Mailing-List: contact java-dev-help@lucene.apache.org; run by ezmlm
Precedence: bulk
Reply-To: java-dev@lucene.apache.org
Message-ID: <24295361.1146681295757.JavaMail.jira@brutus>
Date: Wed, 3 May 2006 18:34:55 +0000 (GMT+00:00)
From: "robert engels (JIRA)" <jira@apache.org>
To: java-dev@lucene.apache.org
Subject: [jira] Commented: (LUCENE-436) [PATCH] TermInfosReader,
 SegmentTermEnum Out Of Memory Exception
In-Reply-To: <773685739.1127317287745.JavaMail.jira@ajax.apache.org>
MIME-Version: 1.0
Content-Type: text/plain; charset=utf-8
Content-Transfer-Encoding: 7bit

    [ http://issues.apache.org/jira/browse/LUCENE-436?page=comments#action_12377607 ] 
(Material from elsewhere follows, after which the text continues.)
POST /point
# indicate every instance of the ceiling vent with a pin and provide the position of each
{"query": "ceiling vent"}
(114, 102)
robert engels commented on LUCENE-436:
--------------------------------------

fwiw, we have done EXTENSIVE memory profiling of the low-level Lucene (and JVM) routines.

It is my opinion that there are no memory leaks in either.

In every case that we "found" a memory leak, it always ended up tied back to something we were doing wrong on our client code.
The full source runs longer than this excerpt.